When assessing undue influence, courts look at the relevant time period and events to determine whether someone has influenced or coerced the victim. Given the nature of estate litigation, allegations of undue influence often revolve around forms of elder abuse. Hall v Hall, (1868) LR 1 P & D 481, 18 LT 152 described undue influence as “pressure […] so exerted as to overpower the volition of the testator.” In Dralle, the Court cited the Matter of Stafford, 164 A.D.3d 1527 when it noted that undue influence exists where the “decedent was actually constrained to act against [his or] her own free will and desire,” and the court can identify “the motive, opportunity and acts allegedly constituting the influence, as well as when and where such acts occurred.” The Court has also held that the burden of proof for fraud and undue influence is high and rests on the party who asserts these claims.
In Dralle, Nephew #2 alleged that Nephew #1 exerted undue influence over their aunt when she executed her new will.
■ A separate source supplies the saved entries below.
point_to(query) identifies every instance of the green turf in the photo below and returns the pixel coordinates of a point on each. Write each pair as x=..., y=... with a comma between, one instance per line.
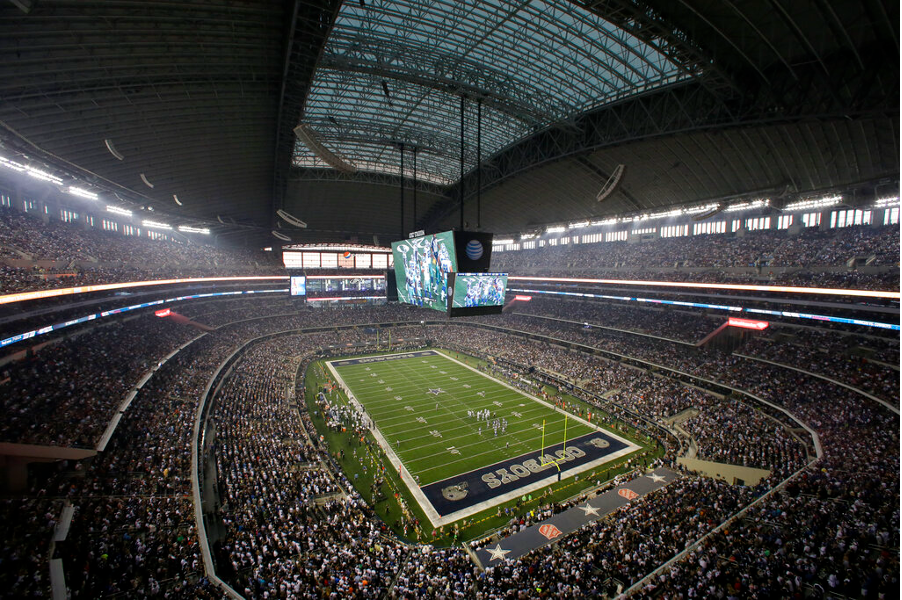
x=432, y=434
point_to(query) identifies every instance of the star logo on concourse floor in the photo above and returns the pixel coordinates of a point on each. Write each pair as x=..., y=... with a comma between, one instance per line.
x=588, y=509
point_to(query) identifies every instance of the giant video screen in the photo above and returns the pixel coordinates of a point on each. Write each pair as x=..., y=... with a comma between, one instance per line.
x=475, y=290
x=422, y=266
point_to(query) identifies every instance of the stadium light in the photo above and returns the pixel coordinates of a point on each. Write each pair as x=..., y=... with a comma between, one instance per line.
x=42, y=175
x=119, y=211
x=777, y=289
x=748, y=324
x=81, y=193
x=813, y=203
x=155, y=225
x=189, y=229
x=748, y=205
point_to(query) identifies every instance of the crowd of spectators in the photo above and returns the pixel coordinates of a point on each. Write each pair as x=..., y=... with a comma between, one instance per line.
x=86, y=256
x=281, y=542
x=674, y=324
x=28, y=524
x=877, y=378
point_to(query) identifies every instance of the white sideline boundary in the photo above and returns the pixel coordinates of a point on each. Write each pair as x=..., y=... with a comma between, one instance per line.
x=434, y=517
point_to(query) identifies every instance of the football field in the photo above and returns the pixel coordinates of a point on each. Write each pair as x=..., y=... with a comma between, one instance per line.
x=463, y=441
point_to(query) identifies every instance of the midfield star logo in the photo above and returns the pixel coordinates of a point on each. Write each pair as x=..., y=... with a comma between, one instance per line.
x=455, y=492
x=627, y=493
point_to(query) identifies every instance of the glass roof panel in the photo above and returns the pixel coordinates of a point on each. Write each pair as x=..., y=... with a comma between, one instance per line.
x=394, y=72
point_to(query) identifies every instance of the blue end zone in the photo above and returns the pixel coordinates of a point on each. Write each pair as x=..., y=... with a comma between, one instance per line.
x=373, y=359
x=481, y=485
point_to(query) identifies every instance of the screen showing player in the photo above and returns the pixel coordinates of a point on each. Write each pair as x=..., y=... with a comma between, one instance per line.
x=422, y=265
x=479, y=289
x=298, y=286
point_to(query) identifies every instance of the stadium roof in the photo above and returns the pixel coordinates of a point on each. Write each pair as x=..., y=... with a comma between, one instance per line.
x=699, y=99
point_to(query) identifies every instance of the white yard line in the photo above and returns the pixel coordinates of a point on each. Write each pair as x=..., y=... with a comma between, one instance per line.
x=438, y=520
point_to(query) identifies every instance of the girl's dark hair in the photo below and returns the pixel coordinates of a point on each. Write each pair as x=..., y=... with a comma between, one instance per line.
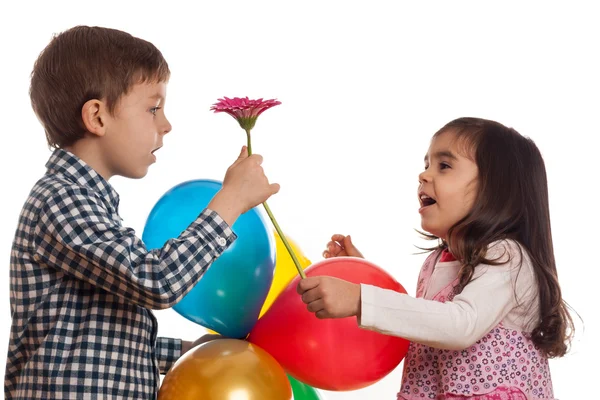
x=512, y=203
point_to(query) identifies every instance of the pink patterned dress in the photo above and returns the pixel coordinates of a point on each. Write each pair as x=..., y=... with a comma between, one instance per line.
x=503, y=365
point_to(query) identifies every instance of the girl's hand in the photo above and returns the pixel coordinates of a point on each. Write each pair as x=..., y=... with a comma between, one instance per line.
x=329, y=297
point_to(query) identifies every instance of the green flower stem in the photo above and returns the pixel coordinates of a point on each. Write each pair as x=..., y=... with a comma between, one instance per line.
x=249, y=141
x=276, y=225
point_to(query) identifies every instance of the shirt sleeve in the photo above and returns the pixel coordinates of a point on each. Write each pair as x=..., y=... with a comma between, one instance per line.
x=168, y=350
x=76, y=234
x=452, y=325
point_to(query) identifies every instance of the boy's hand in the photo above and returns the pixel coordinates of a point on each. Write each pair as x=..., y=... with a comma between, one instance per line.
x=245, y=186
x=330, y=297
x=187, y=346
x=341, y=246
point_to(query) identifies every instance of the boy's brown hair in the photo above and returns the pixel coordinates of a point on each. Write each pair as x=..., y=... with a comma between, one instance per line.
x=85, y=63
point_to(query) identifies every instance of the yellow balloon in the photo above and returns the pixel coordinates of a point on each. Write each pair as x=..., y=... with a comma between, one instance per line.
x=226, y=369
x=285, y=269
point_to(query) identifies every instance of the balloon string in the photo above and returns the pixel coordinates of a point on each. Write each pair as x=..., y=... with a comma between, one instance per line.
x=276, y=225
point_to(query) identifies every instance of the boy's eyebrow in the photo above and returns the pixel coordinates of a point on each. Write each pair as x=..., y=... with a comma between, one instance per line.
x=442, y=154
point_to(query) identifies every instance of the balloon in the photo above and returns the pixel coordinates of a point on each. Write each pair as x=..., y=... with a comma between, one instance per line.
x=226, y=369
x=285, y=269
x=330, y=354
x=302, y=391
x=229, y=297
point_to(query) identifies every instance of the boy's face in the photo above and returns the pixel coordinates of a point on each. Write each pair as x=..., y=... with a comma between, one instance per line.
x=448, y=186
x=136, y=131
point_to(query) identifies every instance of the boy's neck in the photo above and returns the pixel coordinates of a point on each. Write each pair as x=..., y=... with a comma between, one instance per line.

Evidence suggested that this was not the case: Dralle contacted her attorney to draft a new will who never spoke to Nephew #1, the sole beneficiary, about it. The beneficiary was also absent when Dralle executed her 2012 will and was unaware of its existence until 2013. Even Nephew #2’s testimony conceded that Nephew #1 did nothing improper before Dralle named Nephew #1 her sole beneficiary. Considering the evidence, the Court ruled that Nephew #2’s allegations of undue influence were based on “speculation and surmise,” and did not meet the burden of proof. The Court dismissed all three of Nephew #2’s objections and admitted the 2012 will to probate.
Challenging the validity of wills based on a lack of testamentary capacity or undue influence requires a high degree of supporting evidence. The test for testamentary capacity–from Goodfellow to Slade, through to Dralle–has evolved with our times, becoming more attuned to the wide array of cognitive disorders and neurological diseases, and courts may continue to apply increasingly contextual lenses to this test. If you believe your client or aging loved one is becoming incapable of properly executing their testamentary intentions, it can be helpful to obtain medical records and have a doctor conduct a direct interview with your loved one concerning this issue.
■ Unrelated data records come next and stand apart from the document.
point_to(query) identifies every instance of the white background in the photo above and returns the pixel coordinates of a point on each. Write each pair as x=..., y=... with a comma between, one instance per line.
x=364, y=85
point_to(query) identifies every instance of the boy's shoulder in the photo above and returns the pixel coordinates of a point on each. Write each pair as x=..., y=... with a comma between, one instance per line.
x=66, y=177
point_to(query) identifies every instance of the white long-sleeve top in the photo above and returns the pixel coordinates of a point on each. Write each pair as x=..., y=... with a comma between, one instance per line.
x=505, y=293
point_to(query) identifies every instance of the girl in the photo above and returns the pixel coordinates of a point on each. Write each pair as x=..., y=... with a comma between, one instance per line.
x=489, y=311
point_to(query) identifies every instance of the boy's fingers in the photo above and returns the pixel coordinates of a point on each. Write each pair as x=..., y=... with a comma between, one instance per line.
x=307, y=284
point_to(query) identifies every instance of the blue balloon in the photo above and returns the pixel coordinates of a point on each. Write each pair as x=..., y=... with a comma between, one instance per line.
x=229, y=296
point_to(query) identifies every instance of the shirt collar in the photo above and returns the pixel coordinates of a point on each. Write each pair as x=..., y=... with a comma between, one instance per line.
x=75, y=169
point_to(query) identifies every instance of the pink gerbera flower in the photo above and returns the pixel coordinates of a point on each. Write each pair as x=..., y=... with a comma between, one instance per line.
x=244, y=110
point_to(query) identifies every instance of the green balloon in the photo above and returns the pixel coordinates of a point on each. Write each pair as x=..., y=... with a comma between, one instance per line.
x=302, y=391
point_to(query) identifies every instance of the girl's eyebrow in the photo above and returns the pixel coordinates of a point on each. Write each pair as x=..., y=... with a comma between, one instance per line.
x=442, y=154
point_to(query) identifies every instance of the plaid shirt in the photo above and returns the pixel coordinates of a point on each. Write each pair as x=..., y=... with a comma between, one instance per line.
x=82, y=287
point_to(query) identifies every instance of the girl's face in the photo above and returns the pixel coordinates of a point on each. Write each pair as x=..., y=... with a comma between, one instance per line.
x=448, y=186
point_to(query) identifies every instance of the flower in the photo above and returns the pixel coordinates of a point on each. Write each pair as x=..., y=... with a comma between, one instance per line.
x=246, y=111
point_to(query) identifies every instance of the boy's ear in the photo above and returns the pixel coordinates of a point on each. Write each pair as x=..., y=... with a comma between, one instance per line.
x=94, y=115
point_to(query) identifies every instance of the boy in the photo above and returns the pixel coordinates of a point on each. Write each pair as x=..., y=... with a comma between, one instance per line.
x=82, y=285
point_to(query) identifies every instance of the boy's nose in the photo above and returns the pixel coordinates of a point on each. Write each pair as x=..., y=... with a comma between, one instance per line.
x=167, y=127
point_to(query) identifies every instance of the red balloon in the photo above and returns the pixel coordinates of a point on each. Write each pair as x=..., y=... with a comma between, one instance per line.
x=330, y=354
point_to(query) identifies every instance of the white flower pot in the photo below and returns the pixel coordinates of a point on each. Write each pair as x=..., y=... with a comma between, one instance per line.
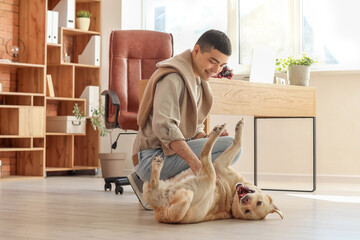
x=83, y=23
x=299, y=75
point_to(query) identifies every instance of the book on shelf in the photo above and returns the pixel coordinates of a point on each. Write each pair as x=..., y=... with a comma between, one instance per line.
x=91, y=53
x=66, y=9
x=50, y=87
x=52, y=27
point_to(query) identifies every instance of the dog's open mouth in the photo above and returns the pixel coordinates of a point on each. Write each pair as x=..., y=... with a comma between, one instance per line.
x=242, y=190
Successfully challenging the validity of a will on the basis of undue influence remains difficult. If your client or loved one is suffering from the moral coercion or influence of another, it is prudent to collect as much relevant information as possible. Gather witness testimonies from third parties, contact the attorney who drafted the will, and ensure the testator has read and fully understood their testamentary dispensing instructions.
Finally, challenging the validity of a will due to improper execution is unlikely to be successful unless it has obvious deficiencies. Even then, courts may validate non-compliant wills after long periods of protracted litigation–something all executors and estate planners would like to avoid. To prevent this deviation from the estate plan, ensure that the testator has followed all the relevant statutory requirements and that others can attest to their testamentary capacity.